I'm not sure even if you want to add to the clinical picture.
You addressed all the points, so nothing to add from my side.
Does it answer the question?
Should one expect any differences in the way of or in the administration, how often you administer vididencel?
That's a very good question. I'll leave it up to you and-
Can you specify what do you mean changes of the ... For different patients, you mean?

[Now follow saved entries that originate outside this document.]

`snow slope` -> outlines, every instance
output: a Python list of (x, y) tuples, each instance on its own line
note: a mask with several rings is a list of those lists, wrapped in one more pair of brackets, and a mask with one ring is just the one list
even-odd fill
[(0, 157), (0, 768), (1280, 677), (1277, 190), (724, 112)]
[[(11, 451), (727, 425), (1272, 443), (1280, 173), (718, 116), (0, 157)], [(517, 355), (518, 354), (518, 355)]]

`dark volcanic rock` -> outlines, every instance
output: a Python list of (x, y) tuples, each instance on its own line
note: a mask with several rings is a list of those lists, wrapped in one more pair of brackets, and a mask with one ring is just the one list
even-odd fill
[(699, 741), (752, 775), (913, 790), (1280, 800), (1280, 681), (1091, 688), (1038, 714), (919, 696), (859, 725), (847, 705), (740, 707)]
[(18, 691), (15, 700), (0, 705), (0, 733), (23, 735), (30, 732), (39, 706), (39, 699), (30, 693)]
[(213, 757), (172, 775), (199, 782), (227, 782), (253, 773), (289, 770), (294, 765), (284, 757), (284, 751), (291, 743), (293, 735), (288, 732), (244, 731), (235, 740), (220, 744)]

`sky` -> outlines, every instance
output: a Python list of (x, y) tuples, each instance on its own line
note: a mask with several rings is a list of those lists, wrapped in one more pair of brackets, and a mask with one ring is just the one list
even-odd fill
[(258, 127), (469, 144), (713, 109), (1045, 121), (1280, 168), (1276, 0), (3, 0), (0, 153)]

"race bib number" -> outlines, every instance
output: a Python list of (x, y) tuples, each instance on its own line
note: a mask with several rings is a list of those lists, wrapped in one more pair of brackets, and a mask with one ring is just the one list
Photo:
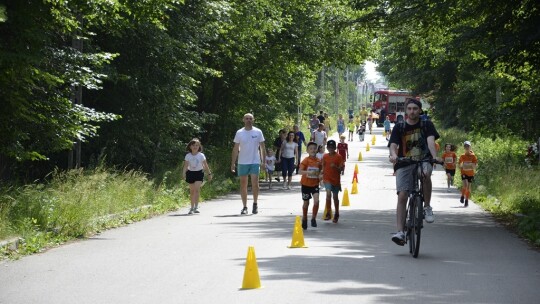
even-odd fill
[(307, 174), (308, 178), (319, 178), (319, 168), (308, 167), (307, 171), (308, 171), (308, 174)]
[(454, 162), (454, 158), (453, 157), (446, 157), (444, 159), (444, 162), (447, 163), (447, 164), (451, 164)]
[(474, 164), (472, 162), (464, 162), (463, 163), (463, 169), (472, 170), (472, 169), (474, 169)]

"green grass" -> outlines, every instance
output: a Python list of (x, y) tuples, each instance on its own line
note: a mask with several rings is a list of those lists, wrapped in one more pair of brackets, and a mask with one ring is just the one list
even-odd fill
[[(0, 249), (0, 256), (39, 252), (185, 206), (189, 190), (180, 176), (181, 168), (176, 168), (156, 183), (138, 171), (98, 168), (54, 172), (47, 183), (4, 188), (0, 190), (0, 240), (19, 237), (22, 242), (18, 252)], [(230, 176), (217, 174), (202, 188), (201, 201), (236, 186)]]
[[(472, 142), (478, 157), (472, 199), (503, 220), (533, 245), (540, 246), (540, 168), (525, 163), (528, 142), (517, 137), (485, 138), (456, 129), (443, 130), (441, 147), (453, 143), (456, 154), (462, 143)], [(459, 176), (459, 170), (456, 173)], [(456, 177), (456, 185), (461, 185)]]

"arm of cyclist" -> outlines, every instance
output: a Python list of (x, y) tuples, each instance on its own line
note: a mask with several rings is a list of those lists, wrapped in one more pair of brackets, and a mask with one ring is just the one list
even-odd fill
[(428, 136), (427, 145), (435, 163), (442, 164), (442, 158), (437, 155), (437, 149), (435, 149), (435, 136)]
[(389, 149), (390, 149), (389, 160), (392, 164), (395, 164), (398, 159), (398, 145), (395, 143), (391, 143)]

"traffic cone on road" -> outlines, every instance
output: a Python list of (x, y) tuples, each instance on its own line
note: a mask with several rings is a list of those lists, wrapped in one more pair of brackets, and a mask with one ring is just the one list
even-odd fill
[(356, 180), (354, 180), (352, 183), (351, 194), (358, 194), (358, 184)]
[(242, 289), (256, 288), (261, 288), (259, 267), (257, 266), (257, 258), (255, 257), (255, 248), (253, 246), (249, 246), (246, 258), (246, 268), (244, 269), (244, 280), (242, 281)]
[(382, 133), (382, 136), (386, 137), (386, 130), (384, 130), (384, 132)]
[(375, 146), (375, 135), (371, 137), (371, 145)]
[(358, 161), (362, 161), (362, 152), (358, 152)]
[(353, 183), (358, 181), (358, 174), (356, 172), (353, 173), (352, 181)]
[(345, 188), (345, 192), (343, 192), (343, 199), (341, 200), (341, 206), (350, 206), (349, 203), (349, 191), (347, 191), (347, 188)]
[(296, 216), (292, 234), (291, 246), (289, 248), (307, 248), (304, 244), (304, 230), (302, 229), (302, 217)]
[(369, 151), (369, 143), (366, 144), (366, 152)]
[(358, 164), (354, 165), (354, 173), (358, 174)]

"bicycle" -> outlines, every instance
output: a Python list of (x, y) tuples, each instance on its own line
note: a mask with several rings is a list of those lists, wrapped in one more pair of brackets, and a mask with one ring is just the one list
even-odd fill
[[(405, 218), (405, 243), (409, 243), (409, 253), (414, 258), (420, 253), (420, 238), (424, 225), (424, 183), (426, 177), (422, 169), (423, 163), (442, 164), (436, 159), (414, 160), (408, 157), (399, 157), (398, 163), (415, 165), (413, 170), (414, 190), (409, 193)], [(420, 176), (418, 175), (420, 171)]]

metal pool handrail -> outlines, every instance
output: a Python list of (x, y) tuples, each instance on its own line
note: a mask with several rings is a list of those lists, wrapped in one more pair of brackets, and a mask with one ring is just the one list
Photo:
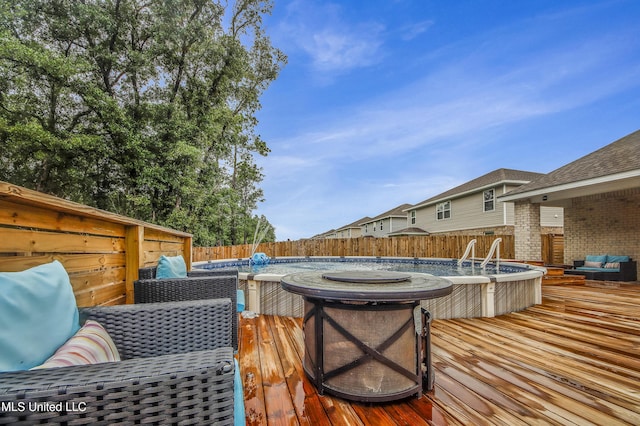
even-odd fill
[(469, 244), (467, 244), (467, 249), (464, 251), (464, 254), (462, 255), (462, 257), (458, 259), (458, 266), (462, 265), (462, 262), (467, 260), (467, 258), (469, 257), (469, 252), (472, 253), (471, 266), (473, 266), (473, 258), (476, 257), (476, 239), (475, 238), (469, 241)]
[(497, 270), (500, 270), (500, 242), (502, 242), (502, 238), (496, 238), (495, 240), (493, 240), (493, 243), (491, 244), (491, 248), (489, 249), (489, 254), (487, 255), (487, 257), (484, 258), (484, 260), (480, 264), (482, 269), (484, 269), (485, 266), (487, 266), (487, 263), (489, 263), (489, 261), (491, 260), (491, 257), (493, 256), (493, 253), (495, 252), (496, 268)]

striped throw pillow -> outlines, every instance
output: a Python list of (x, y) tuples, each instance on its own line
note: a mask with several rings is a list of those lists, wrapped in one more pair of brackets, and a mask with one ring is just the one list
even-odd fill
[(120, 361), (120, 354), (107, 330), (96, 321), (87, 320), (44, 364), (32, 370), (114, 361)]

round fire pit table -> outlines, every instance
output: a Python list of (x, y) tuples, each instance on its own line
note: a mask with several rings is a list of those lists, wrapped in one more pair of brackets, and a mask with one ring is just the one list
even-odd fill
[(286, 275), (304, 297), (304, 371), (322, 395), (363, 402), (421, 396), (433, 387), (429, 324), (420, 300), (451, 293), (451, 281), (392, 271)]

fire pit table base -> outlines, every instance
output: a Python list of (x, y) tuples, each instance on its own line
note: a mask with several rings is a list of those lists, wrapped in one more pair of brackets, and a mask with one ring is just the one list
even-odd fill
[(419, 397), (418, 305), (305, 300), (304, 370), (318, 392), (365, 402)]
[(281, 285), (304, 297), (303, 366), (320, 394), (384, 402), (432, 389), (430, 315), (420, 300), (450, 294), (450, 281), (344, 271), (286, 275)]

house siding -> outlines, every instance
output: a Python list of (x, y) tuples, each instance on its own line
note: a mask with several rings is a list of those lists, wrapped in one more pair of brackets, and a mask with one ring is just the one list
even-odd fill
[(562, 207), (540, 207), (540, 226), (558, 227), (564, 225), (564, 209)]
[[(380, 229), (382, 223), (382, 229)], [(406, 228), (407, 217), (387, 217), (372, 222), (367, 222), (360, 227), (363, 237), (388, 237), (390, 233)], [(375, 224), (375, 227), (373, 226)], [(365, 231), (366, 229), (366, 231)]]
[(574, 198), (564, 226), (567, 264), (588, 254), (640, 260), (640, 188)]
[(331, 238), (358, 238), (362, 235), (362, 229), (360, 228), (347, 228), (341, 229), (336, 232)]
[[(517, 186), (497, 186), (495, 187), (496, 196), (514, 188)], [(483, 193), (484, 191), (480, 191), (466, 197), (451, 199), (451, 218), (449, 219), (437, 220), (435, 204), (416, 209), (416, 224), (409, 226), (425, 229), (430, 234), (513, 235), (516, 215), (514, 204), (496, 201), (495, 210), (485, 212), (483, 211)], [(539, 225), (543, 233), (563, 233), (564, 213), (561, 207), (541, 207), (539, 216)]]
[[(513, 188), (515, 187), (496, 186), (496, 197), (504, 194), (505, 190), (509, 191)], [(496, 201), (495, 209), (485, 212), (483, 211), (483, 193), (482, 190), (465, 197), (452, 198), (451, 218), (449, 219), (437, 220), (436, 204), (417, 209), (416, 224), (411, 226), (417, 226), (430, 233), (442, 233), (513, 225), (513, 206), (510, 203)]]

Yeah, yeah. You could, you could, administer vididencel, twice a month and, and continue with that long term.
Yeah. Well, currently, we have a set regimen, and I think that's what we will continue to develop. Because otherwise, to make it, say, almost individualized, would require you to have a very good, say, readout on when to add another, say, injection and when not. And so that's work, which in the future, we might be able to provide a better insight in. But for now, we will just stick to the first, say, priming schedule, and then the boosting schedule, which we have introduced.
Thanks. I think that's the questions from the room, Antti.
Yes, thank you very much on my behalf. Excellent questions. So Erik, would you like to close up the remarks?
Just by saying thanks to everybody who contributed, so the NorthX team, ALLG, with recording by the Lane, of course, Antti as moderator, and all of you for being part of it, either here or online. And we look forward to keeping you updated on the next steps. Thanks.